Les classes populaires luttent chaque jour contre le désastre, mais elles ne peuvent s’y opposer et renverser le cours des choses qu’en accédant au pouvoir. Une occasion leur est donnée lors de l’élection présidentielle de 2022. L’unité politique de tous les progressistes n’est pas le seul moyen de remporter un succès, et elle ne suffit pas, mais elle est nécessaire.

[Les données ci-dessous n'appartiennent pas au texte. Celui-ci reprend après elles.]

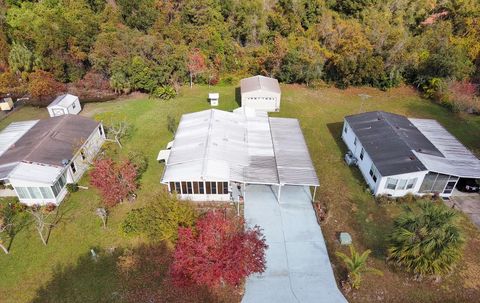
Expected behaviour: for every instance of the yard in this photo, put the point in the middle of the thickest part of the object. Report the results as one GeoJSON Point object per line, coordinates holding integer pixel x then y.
{"type": "Point", "coordinates": [63, 270]}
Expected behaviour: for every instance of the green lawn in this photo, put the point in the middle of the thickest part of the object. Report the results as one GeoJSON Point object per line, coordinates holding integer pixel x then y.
{"type": "Point", "coordinates": [63, 267]}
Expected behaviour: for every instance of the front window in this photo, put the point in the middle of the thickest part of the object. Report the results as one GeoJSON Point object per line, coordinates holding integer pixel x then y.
{"type": "Point", "coordinates": [391, 183]}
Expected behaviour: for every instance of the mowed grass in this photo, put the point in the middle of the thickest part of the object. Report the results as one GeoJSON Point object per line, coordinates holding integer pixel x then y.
{"type": "Point", "coordinates": [31, 269]}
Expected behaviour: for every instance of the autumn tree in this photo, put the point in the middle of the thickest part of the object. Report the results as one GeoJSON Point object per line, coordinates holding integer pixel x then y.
{"type": "Point", "coordinates": [115, 181]}
{"type": "Point", "coordinates": [42, 86]}
{"type": "Point", "coordinates": [217, 251]}
{"type": "Point", "coordinates": [196, 64]}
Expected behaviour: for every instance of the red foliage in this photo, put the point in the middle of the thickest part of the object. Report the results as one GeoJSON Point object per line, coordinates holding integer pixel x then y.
{"type": "Point", "coordinates": [43, 86]}
{"type": "Point", "coordinates": [114, 180]}
{"type": "Point", "coordinates": [196, 62]}
{"type": "Point", "coordinates": [219, 251]}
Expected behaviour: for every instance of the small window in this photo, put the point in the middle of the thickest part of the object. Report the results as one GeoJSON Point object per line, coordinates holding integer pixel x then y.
{"type": "Point", "coordinates": [72, 166]}
{"type": "Point", "coordinates": [391, 183]}
{"type": "Point", "coordinates": [401, 184]}
{"type": "Point", "coordinates": [411, 183]}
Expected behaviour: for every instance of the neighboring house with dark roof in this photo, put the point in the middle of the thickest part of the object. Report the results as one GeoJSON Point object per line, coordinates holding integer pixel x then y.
{"type": "Point", "coordinates": [261, 93]}
{"type": "Point", "coordinates": [64, 105]}
{"type": "Point", "coordinates": [38, 158]}
{"type": "Point", "coordinates": [397, 155]}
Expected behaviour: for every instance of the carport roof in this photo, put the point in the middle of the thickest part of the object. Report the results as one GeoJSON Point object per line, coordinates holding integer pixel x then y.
{"type": "Point", "coordinates": [242, 146]}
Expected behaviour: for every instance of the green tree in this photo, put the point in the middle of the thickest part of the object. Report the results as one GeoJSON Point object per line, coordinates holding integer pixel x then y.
{"type": "Point", "coordinates": [356, 265]}
{"type": "Point", "coordinates": [426, 240]}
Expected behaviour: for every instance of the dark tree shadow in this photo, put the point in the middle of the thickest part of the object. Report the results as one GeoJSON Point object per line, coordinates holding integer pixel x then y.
{"type": "Point", "coordinates": [138, 275]}
{"type": "Point", "coordinates": [238, 96]}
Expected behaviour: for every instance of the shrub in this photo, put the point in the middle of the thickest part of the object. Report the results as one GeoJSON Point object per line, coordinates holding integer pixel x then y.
{"type": "Point", "coordinates": [426, 240]}
{"type": "Point", "coordinates": [72, 187]}
{"type": "Point", "coordinates": [139, 161]}
{"type": "Point", "coordinates": [160, 218]}
{"type": "Point", "coordinates": [218, 251]}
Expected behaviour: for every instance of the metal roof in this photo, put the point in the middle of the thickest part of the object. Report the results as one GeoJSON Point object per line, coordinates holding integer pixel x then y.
{"type": "Point", "coordinates": [457, 160]}
{"type": "Point", "coordinates": [64, 100]}
{"type": "Point", "coordinates": [259, 83]}
{"type": "Point", "coordinates": [13, 132]}
{"type": "Point", "coordinates": [46, 142]}
{"type": "Point", "coordinates": [389, 140]}
{"type": "Point", "coordinates": [238, 146]}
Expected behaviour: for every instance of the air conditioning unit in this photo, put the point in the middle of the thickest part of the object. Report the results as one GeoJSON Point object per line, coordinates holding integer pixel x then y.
{"type": "Point", "coordinates": [350, 159]}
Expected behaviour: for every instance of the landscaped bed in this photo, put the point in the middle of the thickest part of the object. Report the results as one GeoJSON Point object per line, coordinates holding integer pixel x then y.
{"type": "Point", "coordinates": [63, 268]}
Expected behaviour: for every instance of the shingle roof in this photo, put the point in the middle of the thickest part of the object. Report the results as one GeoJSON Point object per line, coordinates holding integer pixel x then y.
{"type": "Point", "coordinates": [259, 83]}
{"type": "Point", "coordinates": [389, 140]}
{"type": "Point", "coordinates": [50, 141]}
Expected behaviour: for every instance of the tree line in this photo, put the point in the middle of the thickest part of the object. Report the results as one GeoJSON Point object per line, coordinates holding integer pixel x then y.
{"type": "Point", "coordinates": [148, 45]}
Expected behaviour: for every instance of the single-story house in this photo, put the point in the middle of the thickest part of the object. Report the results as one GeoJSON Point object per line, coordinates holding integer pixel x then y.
{"type": "Point", "coordinates": [398, 155]}
{"type": "Point", "coordinates": [261, 93]}
{"type": "Point", "coordinates": [216, 153]}
{"type": "Point", "coordinates": [38, 158]}
{"type": "Point", "coordinates": [64, 105]}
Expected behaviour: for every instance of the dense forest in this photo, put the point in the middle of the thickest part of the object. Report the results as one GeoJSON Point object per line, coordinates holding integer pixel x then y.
{"type": "Point", "coordinates": [157, 45]}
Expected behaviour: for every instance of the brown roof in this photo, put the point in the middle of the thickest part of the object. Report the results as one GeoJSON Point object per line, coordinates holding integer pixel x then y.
{"type": "Point", "coordinates": [51, 140]}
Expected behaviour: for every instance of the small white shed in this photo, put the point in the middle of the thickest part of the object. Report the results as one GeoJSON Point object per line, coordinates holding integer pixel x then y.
{"type": "Point", "coordinates": [213, 98]}
{"type": "Point", "coordinates": [64, 105]}
{"type": "Point", "coordinates": [261, 93]}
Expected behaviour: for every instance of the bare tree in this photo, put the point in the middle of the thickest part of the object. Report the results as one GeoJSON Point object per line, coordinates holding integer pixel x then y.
{"type": "Point", "coordinates": [102, 213]}
{"type": "Point", "coordinates": [42, 217]}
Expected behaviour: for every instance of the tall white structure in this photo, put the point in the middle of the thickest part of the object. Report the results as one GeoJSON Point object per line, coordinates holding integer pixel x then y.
{"type": "Point", "coordinates": [261, 93]}
{"type": "Point", "coordinates": [64, 105]}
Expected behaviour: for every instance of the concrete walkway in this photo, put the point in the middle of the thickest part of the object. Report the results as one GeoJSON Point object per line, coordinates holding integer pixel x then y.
{"type": "Point", "coordinates": [298, 267]}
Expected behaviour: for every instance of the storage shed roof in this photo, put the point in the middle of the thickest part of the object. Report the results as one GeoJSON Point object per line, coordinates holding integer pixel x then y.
{"type": "Point", "coordinates": [259, 83]}
{"type": "Point", "coordinates": [64, 100]}
{"type": "Point", "coordinates": [238, 146]}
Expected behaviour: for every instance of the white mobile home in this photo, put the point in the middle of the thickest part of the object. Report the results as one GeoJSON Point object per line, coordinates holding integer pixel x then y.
{"type": "Point", "coordinates": [64, 105]}
{"type": "Point", "coordinates": [38, 158]}
{"type": "Point", "coordinates": [216, 153]}
{"type": "Point", "coordinates": [261, 93]}
{"type": "Point", "coordinates": [397, 155]}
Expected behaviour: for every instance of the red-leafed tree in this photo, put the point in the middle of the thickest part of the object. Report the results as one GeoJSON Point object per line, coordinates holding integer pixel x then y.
{"type": "Point", "coordinates": [196, 64]}
{"type": "Point", "coordinates": [114, 180]}
{"type": "Point", "coordinates": [219, 251]}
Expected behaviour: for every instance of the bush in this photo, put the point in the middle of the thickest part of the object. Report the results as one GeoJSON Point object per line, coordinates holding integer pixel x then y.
{"type": "Point", "coordinates": [426, 240]}
{"type": "Point", "coordinates": [160, 219]}
{"type": "Point", "coordinates": [139, 161]}
{"type": "Point", "coordinates": [72, 187]}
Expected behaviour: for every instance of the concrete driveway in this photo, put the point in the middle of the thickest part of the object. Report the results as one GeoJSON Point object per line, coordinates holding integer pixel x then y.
{"type": "Point", "coordinates": [298, 267]}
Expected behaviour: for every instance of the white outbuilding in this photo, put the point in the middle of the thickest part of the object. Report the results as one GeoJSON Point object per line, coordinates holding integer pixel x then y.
{"type": "Point", "coordinates": [398, 155]}
{"type": "Point", "coordinates": [261, 93]}
{"type": "Point", "coordinates": [63, 105]}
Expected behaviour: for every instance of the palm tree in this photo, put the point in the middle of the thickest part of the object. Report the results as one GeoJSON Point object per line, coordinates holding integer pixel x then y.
{"type": "Point", "coordinates": [356, 265]}
{"type": "Point", "coordinates": [426, 240]}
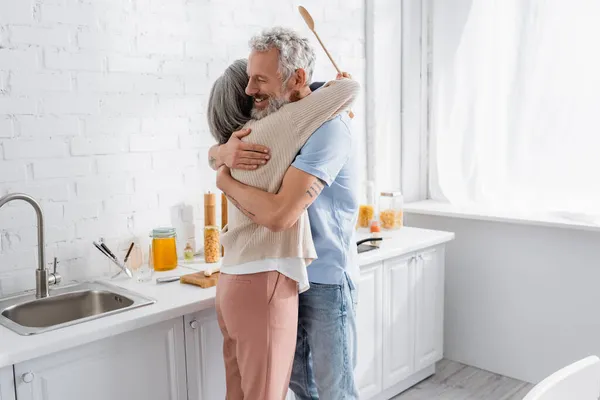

Cette unité politique, Jean-Luc Mélenchon est convaincu de ne pas en avoir besoin. Il estime d’ailleurs, avec légèreté, qu’elle est impossible. Il lui tourne le dos pour s’adresser « au peuple ». Concrètement, sa candidature divise comme sa stratégie politique a divisé la gauche progressiste durant quatre ans. Du fait de ses explosions de rage et de son comportement autocratique, il est le candidat dont rêvent nos adversaires parce que le plus facile à discréditer. On pourra bien ensuite gémir sur le comportement hostile des médias !

Voilà pourquoi je dis que Mélenchon perdra cette élection et la fera perdre aux classes laborieuses.

Mais qui connaît l’avenir, me dira-t-on ? Cet homme a du talent, c’est un grand orateur, les circonstances peuvent le servir. Tout est possible. Un coup de dé jamais n’abolira le hasard

Je suis opposé à la candidature de Mélenchon pour une autre raison. Le temps n’est plus aux autocrates, aux grands Tribuns.

Voyons les évènements dans le monde. Voyons le Chili, voyons l’Algérie, voyons le Liban !

Tirons les leçons du mouvement des Gilets Jaunes !

Les peuples veulent débattre et décider par eux-mêmes, en Assemblées : il est là, le futur.

Le temps n’est plus à ceux qui méprisent les partis parce qu’ils méprisent le débat.

Jean-Luc Mélenchon est un leader d’un autre temps. Il est, jusqu’à la caricature un dirigeant style cinquième République, qui pense tout seul, décide tout seul, gouverne tout seul.

On a vu la manière dont il a mené son mouvement, et insulté ceux qui devaient être ses partenaires, qui peut croire qu’il ferait autrement une fois élu ?

Je soutiens toute initiative qui reprendra la méthode du Printemps marseillais : une équipe large, fraternelle, unitaire : 2022 en commun

Mais pas seulement 2022. La méthode du printemps marseillais vaut pour tout de suite, et au delà des prochaines échéances.

Il ne faut rien lâcher et quoi qu’il arrive continuer dans cette voie.